Majority Opinion, at 3, the Oswald-Hadley line of cases has already made this clear whenever it can be proven that the claimant will remain totally disabled upon reaching maximum medical improvement. The real effect of this new rule will be felt in cases in which no gap in benefits can be proven. Consider the case where the claimant is totally disabled at the end of 104 weeks because of surgery necessitated by an industrial accident but sure to be right as rain after six weeks’ convalescence. In such a case, the new rule is an end run around the two-year limit on temporary benefits. See §§ 440.15(2)(a), 4(e), Fla. Stat. (2009);4 Okeechobee Health Care v. Collins, 726 So.2d 775, 776 (Fla. 1st DCA 1998) (holding temporary benefits cannot be paid for more than 104 weeks). This is brazen defiance of a clear statutory directive.

*451The majority opinion sometimes speaks of a putative gap, not in disability benefits, but in the period during which claimants may apply for them. Arguably introducing a fundamental ambiguity, it shifts back and forth between a “gap in benefits” and “an indefinite gap in which [claimants] would not be entitled to apply” for benefits. Maj. Op. at 3, 4. But the latter notion makes absolutely no sense under a statutory scheme that unequivocally cuts off the right to apply for permanent total disability benefits two years after the industrial accident. See § 440.19(1), Fla. Stat. (2009).5 Like the statutory limit on temporary disability benefits, the statute of limitations must be given effect. Not a single judge now maintains that either is unconstitutional.

Accordingly, I concur in the judgment insofar as it requires that Mr. Westphal be awarded approximately nine months’ worth of permanent total disability benefits on remand. I fully concur in Judge Thomas’s rejection of what amounts to a judicial rewrite of the statute for the reasons he states, and I join the portion of Judge Wetherell’s opinion under the heading of Roman numeral I.

. "Date of maximum medical improvement” means "the date after which further recovery from, or lasting improvement to, an injury or disease can no longer reasonably be anticipated, based upon reasonable medical probability.”

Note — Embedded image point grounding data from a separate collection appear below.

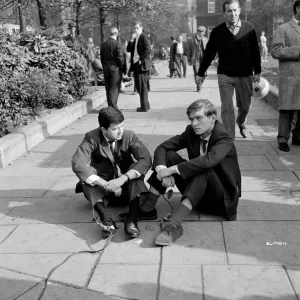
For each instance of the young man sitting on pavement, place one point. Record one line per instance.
(104, 165)
(210, 181)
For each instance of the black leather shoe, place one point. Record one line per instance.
(140, 109)
(146, 216)
(296, 141)
(284, 147)
(131, 228)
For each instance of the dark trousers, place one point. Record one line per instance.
(112, 78)
(181, 59)
(205, 190)
(285, 125)
(141, 79)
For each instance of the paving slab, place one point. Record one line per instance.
(50, 238)
(61, 292)
(13, 284)
(138, 251)
(294, 275)
(181, 282)
(254, 163)
(7, 204)
(126, 281)
(57, 210)
(19, 187)
(26, 168)
(253, 148)
(263, 243)
(263, 206)
(201, 243)
(5, 231)
(253, 181)
(247, 283)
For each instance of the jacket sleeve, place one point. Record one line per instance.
(212, 158)
(82, 158)
(256, 62)
(175, 143)
(279, 48)
(141, 155)
(209, 53)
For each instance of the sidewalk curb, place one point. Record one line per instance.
(15, 144)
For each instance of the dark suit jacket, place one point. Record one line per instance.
(221, 156)
(112, 55)
(143, 50)
(93, 156)
(185, 49)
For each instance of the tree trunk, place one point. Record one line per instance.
(21, 17)
(42, 13)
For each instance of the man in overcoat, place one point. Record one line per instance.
(114, 65)
(198, 46)
(105, 167)
(286, 48)
(210, 181)
(139, 47)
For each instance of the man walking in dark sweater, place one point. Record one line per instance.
(236, 43)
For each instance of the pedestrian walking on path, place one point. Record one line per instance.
(198, 46)
(210, 181)
(139, 47)
(114, 66)
(104, 165)
(236, 43)
(286, 48)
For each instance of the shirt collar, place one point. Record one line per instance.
(238, 24)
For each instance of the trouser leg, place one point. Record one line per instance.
(285, 125)
(226, 88)
(243, 90)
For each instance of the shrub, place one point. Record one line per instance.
(37, 71)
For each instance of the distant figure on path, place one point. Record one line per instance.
(264, 47)
(286, 48)
(114, 65)
(198, 46)
(236, 43)
(209, 181)
(107, 172)
(139, 47)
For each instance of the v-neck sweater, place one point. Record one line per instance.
(239, 54)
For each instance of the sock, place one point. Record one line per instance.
(99, 208)
(181, 213)
(148, 201)
(134, 207)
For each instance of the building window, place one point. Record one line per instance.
(209, 29)
(211, 4)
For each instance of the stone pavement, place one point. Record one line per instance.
(257, 257)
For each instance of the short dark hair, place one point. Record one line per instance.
(228, 2)
(200, 104)
(296, 4)
(108, 116)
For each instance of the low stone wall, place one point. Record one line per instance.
(16, 144)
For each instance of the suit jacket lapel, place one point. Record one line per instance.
(295, 25)
(105, 147)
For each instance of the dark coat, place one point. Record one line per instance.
(143, 50)
(221, 156)
(112, 55)
(185, 49)
(93, 155)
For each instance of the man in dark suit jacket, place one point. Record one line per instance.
(139, 47)
(104, 165)
(114, 66)
(180, 52)
(210, 181)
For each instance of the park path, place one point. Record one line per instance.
(257, 257)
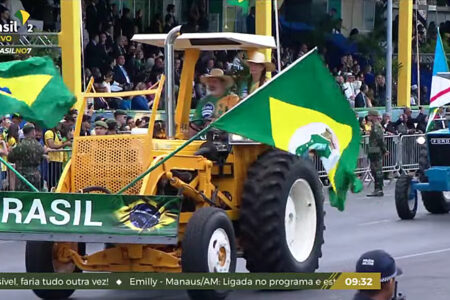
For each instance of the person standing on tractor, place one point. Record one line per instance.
(258, 67)
(219, 99)
(27, 156)
(377, 149)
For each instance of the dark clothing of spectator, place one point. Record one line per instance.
(138, 23)
(103, 56)
(369, 79)
(118, 50)
(139, 103)
(421, 122)
(104, 11)
(361, 100)
(203, 24)
(380, 95)
(92, 20)
(127, 25)
(250, 24)
(121, 75)
(92, 54)
(389, 127)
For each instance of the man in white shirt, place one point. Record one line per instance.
(348, 88)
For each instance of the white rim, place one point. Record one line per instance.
(300, 220)
(411, 200)
(219, 252)
(446, 196)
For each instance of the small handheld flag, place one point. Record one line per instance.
(440, 85)
(34, 89)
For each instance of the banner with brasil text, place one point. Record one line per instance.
(301, 110)
(89, 217)
(34, 89)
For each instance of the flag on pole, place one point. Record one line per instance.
(242, 3)
(34, 89)
(300, 110)
(440, 85)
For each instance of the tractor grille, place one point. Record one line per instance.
(439, 148)
(108, 161)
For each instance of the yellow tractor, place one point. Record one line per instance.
(237, 196)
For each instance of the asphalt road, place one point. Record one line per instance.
(421, 247)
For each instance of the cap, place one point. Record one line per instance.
(28, 128)
(374, 113)
(120, 112)
(101, 124)
(378, 261)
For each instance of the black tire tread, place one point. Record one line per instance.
(38, 259)
(260, 213)
(194, 254)
(401, 198)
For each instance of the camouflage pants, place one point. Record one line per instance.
(34, 177)
(376, 169)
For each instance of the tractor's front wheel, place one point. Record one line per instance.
(282, 217)
(209, 246)
(42, 257)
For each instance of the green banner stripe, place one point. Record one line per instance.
(140, 218)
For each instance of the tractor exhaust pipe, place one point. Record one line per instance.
(170, 80)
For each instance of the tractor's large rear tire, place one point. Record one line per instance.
(434, 202)
(40, 257)
(405, 201)
(282, 217)
(209, 246)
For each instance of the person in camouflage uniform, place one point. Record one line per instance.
(27, 156)
(376, 151)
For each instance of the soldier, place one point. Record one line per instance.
(27, 156)
(377, 149)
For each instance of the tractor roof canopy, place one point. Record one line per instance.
(210, 41)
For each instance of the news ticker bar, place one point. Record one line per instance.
(187, 281)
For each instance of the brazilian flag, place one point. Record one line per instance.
(242, 3)
(300, 110)
(34, 89)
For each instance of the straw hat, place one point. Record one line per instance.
(259, 58)
(217, 73)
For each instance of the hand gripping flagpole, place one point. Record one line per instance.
(32, 187)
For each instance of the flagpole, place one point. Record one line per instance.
(417, 57)
(389, 59)
(277, 30)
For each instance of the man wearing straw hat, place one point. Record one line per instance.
(219, 99)
(258, 67)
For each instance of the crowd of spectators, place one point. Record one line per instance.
(406, 123)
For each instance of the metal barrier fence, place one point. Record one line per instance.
(49, 169)
(404, 153)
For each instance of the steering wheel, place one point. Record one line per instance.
(197, 128)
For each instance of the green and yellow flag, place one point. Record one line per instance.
(34, 89)
(300, 110)
(241, 3)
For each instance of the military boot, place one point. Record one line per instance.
(376, 193)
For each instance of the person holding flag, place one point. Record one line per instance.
(440, 84)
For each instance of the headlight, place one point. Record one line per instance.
(236, 138)
(421, 140)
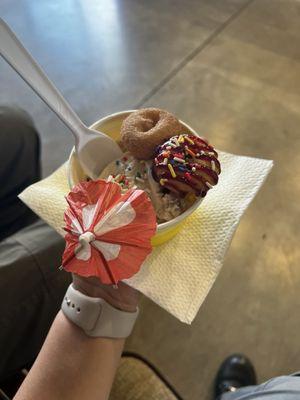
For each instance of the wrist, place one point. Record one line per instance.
(123, 298)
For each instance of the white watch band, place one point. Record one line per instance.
(96, 317)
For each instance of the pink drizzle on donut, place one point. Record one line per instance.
(194, 165)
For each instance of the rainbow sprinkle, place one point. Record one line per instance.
(172, 171)
(189, 140)
(163, 181)
(179, 160)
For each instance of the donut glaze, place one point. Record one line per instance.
(186, 164)
(143, 130)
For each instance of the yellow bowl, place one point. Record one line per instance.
(111, 125)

. Section 440.15(2)(a), Florida Statutes (2009), provides that "in case of disability total in character but temporary in quality, 66 2/3 percent of the average weekly wages shall be paid to the employee during the continuance thereof, not to exceed 104 weeks[.]" Section 440.15(4)(e), Florida Statutes (2009), provides that temporary partial disability benefits "shall be paid during the continuance of such disability, not to exceed a period of 104 weeks, as provided by this subsection and subsection (2)."

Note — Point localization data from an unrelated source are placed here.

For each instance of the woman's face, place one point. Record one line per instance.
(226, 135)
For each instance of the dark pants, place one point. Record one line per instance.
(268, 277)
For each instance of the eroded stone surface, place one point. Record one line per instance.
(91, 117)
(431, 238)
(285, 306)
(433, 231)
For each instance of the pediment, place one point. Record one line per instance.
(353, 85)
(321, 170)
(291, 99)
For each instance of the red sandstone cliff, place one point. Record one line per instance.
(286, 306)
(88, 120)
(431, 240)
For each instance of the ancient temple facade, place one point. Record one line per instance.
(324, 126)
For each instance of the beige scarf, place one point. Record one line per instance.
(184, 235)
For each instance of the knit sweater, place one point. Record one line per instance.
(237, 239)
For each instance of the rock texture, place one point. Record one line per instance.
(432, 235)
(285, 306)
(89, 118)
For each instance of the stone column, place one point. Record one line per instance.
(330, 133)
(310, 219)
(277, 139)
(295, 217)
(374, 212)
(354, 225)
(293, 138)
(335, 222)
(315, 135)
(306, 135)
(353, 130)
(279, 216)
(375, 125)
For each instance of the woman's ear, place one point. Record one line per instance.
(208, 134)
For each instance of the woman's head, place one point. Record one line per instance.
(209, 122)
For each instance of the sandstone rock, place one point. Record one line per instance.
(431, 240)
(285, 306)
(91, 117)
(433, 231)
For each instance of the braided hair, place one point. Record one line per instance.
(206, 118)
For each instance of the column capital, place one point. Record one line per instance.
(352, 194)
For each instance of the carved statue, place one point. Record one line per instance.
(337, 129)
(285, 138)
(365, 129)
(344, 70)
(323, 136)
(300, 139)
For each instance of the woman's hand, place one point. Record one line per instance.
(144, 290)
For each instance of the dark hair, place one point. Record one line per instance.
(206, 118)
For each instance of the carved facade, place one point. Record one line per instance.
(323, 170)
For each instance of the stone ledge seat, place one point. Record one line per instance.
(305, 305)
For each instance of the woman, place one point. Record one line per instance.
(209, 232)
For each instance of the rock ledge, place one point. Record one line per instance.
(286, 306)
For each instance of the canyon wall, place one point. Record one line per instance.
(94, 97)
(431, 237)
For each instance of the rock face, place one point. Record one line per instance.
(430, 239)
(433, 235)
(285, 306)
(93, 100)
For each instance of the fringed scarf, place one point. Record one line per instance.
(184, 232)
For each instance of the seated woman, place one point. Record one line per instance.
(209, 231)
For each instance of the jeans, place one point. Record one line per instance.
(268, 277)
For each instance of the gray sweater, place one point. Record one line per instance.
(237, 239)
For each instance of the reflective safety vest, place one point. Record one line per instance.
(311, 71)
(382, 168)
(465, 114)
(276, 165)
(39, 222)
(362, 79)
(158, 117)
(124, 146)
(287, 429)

. "Except to the extent provided elsewhere in this section, all employee petitions for benefits under this chapter shall be barred unless the employee, or the employee’s estate if the employee is deceased, has advised the employer of the injury or death pursuant to s. 440.185(1) and the petition is filed within 2 years after the date on which the employee knew or should have known that the injury or death arose out of work performed in the course and scope of employment.” § 440.19(1), Fla. Stat. (2009).